Trusthouse Charitable Foundation
Trusthouse gives grants for running costs or one-off capital costs to charities and not-for-profit organisations in accordance with criteria that are regularly reviewed and decided by the Trustees.
In July 2008, the Trustees reviewed its grants policy and decided to concentrate on projects addressing Rural Issues and Urban Deprivation.
Trusthouse accept applications from organisations which are addressing issues in rural areas. ‘Rural’ in this context means cities, towns, villages and areas with 10,000 or less inhabitants which are classified in the latest government Indices of Multiple Deprivation as being in the most deprived 50%. They are interested in, for example, projects providing transport for the elderly, disabled or disadvantaged; contact networks for the young disabled; projects which encourage a sense of community such as community centres and village halls; employment training schemes especially those promoting local, traditional crafts; projects addressing issues such as drug/alcohol misuse or homelessness.
Trusthouse will accept applications from local or national charities or not-for-profit organisations which are working with residents of urban areas (i.e. more than 10,000 inhabitants) which are classified in the latest government Indices of Multiple Deprivation as being in the most deprived 20%. They are interested in, for example, youth clubs; training schemes to help people out of unemployment; drop in centres for the homeless.

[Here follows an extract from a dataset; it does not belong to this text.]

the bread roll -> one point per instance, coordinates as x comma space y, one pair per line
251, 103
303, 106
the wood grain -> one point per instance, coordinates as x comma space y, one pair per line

Applicants must clearly show in their application how their project fits into one or both of these categories.
Within these overarching themes, Trusthouse are interested in three areas:
For example: work with young people; community centres; support for carers; older people’s projects; help for refugees; family support; community transport; sports projects; rehabilitation of ex-offenders; alcohol and drug misuse projects; domestic violence prevention and aftermath.
Disability and Healthcare
For example: projects in deprived areas for people of all ages with physical and/or sensory disabilities; support for people with mental health issues; hospices.
Arts, Education and Heritage
For example: arts projects for people with disabilities; performance or visual arts with a clear and strong community impact; alternative education projects; supplementary teaching; heritage projects in marine or industrial areas which involve local people and have a demonstrable community benefit.